Here are a couple of YouTube examples that bemoan the worn out path of contemporary country music.

The Good, The Bad and The Blame
The furor over Jason Aldean’s Try That In A Small Town stems from both the long played out rural-urban divide and the more recent ultra tribal partition of American politics.
Rural means red, red means Republican, Republican means conservative, conservative means gun rights, gun rights mean thin Blue line, which equates to support for law enforcement.
Such is the simplistic reasoning that keeps Americans angry at each other. It’s a political ploy that works.
Let’s observe a few lyrics from the song and see what all the bickering is about.
Sucker punch somebody on a sidewalk
Carjack an old lady at a red light
Pull a gun on the owner of a liquor store
Ya think it's cool, well, act a fool if ya likeCuss out a cop, spit in his face
Stomp on the flag and light it up
Yeah, ya think you're toughWell, try that in a small town
See how far ya make it down the road
Around here, we take care of our own
You cross that line, it won't take long
For you to find out, I recommend you don't
Try that in a small townGot a gun that my granddad gave me
They say one day they're gonna round up
Well, that shit might fly in the city, good luck
The first four lines make reference to incidents that occur, mostly, in urban cities. Thanks to YouTube and TikTok, the entire nation gets to witness the worst of urban bad behavior.

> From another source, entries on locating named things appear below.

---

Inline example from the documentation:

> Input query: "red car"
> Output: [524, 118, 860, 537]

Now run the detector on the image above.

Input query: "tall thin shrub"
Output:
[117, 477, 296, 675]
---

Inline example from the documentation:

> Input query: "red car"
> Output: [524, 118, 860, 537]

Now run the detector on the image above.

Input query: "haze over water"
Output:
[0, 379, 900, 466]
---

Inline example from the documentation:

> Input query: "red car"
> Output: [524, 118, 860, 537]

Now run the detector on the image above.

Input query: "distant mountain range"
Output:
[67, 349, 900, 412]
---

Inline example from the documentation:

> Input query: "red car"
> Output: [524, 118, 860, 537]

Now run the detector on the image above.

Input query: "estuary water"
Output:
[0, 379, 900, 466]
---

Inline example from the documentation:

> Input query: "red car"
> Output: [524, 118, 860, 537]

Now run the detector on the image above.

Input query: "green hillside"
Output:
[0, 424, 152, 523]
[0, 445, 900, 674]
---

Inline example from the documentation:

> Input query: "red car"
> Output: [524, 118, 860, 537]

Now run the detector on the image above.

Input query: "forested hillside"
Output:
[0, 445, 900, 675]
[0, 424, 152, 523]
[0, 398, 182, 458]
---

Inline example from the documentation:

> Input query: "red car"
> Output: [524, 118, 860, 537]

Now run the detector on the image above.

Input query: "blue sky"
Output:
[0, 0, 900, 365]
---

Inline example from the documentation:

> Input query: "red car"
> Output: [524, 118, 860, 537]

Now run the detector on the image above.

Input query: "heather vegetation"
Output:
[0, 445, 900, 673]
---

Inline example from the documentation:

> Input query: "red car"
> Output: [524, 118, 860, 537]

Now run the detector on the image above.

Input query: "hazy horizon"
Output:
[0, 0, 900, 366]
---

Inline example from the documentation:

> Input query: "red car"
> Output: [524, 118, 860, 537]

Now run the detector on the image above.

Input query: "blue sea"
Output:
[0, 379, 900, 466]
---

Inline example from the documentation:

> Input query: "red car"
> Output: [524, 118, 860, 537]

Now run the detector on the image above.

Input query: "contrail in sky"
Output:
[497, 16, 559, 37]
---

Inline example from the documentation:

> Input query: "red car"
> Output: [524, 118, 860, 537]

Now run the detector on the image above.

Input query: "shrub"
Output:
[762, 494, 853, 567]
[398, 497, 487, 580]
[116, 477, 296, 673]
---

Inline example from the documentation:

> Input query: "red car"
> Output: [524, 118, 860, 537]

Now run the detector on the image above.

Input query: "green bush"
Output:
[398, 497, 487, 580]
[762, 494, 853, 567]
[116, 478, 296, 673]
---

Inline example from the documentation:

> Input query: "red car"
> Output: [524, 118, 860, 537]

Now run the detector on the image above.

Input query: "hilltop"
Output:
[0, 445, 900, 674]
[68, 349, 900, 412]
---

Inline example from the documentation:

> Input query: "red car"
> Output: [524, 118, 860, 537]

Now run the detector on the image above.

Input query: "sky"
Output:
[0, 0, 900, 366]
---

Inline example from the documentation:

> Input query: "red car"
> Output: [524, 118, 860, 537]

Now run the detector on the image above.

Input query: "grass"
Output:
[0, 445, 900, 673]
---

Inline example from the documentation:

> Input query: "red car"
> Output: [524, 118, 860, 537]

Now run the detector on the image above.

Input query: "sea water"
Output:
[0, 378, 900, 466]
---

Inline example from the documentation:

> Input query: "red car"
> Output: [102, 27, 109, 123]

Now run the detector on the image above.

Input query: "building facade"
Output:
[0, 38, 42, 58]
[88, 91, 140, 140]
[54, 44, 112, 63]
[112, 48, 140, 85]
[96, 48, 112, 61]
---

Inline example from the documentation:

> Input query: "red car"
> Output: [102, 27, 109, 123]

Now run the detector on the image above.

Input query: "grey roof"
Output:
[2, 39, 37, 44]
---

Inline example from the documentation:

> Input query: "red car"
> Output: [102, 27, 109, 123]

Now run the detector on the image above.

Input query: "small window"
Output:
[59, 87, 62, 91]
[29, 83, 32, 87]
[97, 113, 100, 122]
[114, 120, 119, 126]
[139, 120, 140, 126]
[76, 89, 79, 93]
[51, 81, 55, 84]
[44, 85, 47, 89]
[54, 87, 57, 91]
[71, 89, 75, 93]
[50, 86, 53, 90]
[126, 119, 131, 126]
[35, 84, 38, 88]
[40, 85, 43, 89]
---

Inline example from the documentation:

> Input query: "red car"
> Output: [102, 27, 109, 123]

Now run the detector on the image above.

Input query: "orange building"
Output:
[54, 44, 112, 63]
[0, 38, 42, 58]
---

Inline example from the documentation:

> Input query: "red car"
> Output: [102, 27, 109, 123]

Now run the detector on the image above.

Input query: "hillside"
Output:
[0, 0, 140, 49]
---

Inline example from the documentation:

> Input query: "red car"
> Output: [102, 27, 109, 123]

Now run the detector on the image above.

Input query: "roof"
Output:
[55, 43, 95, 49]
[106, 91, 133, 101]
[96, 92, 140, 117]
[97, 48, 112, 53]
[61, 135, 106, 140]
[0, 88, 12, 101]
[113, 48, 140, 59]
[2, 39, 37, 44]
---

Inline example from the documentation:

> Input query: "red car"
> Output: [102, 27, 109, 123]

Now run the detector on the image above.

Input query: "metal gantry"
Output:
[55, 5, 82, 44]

Next, the songwriters revert to classic country clichés of flag stompin’ and cop spittin’. These are setup lines that set the moral tone to trap good ol’ boys into a patriotic frenzy.
The rest of the lyrics make the usual boast that small town folk protect their own from outsiders. And that there are plenty of guns around to take care of business country-style. There’s even the unveiled threat to “See how far ya make it down the road”.
And of course, it finishes with the ultimate badass warning, “Well, that shit might fly in the city, good luck”.
None of this makes good sense, but it does make good money.
Jason Aldean is the song’s performer. There are four others credited as the songwriters: Kelley Lovelace, Neil Thrasher, Tully Kennedy, and Kurt Michael Allison.
This is evidence of the Nashville curse. These four co-songwriters need to eat. That means they are not going to jeopardize their livelihood by abandoning the tried and true country themes. It’s a cash cow cycle of mediocrity.
Watch the video and observe how the imagery plays into the stereotypes. There are also some historical racial issues associated with the courthouse setting. Whether this was intentional or not is unknown.
Coda
Too much music, in all genres, suffers from sameness. It’s the proven formula strategy over artistic expression. To be honest, Try This In A Small Town is not cookie-cutter in the Bro Country sense.
But the song is reliant on too many stereotypes to sell the record.
Despite all the commotion over Jason Aldean, another small town hero emerged recently that feels more original and organic. Oliver Anthony, an industrial plant salesman, arose out of the fertile soils of the Virginia Piedmont to bring us “Rich Men North of Richmond”.
What a refreshing change of pace from the normal bland offerings of the country music scene.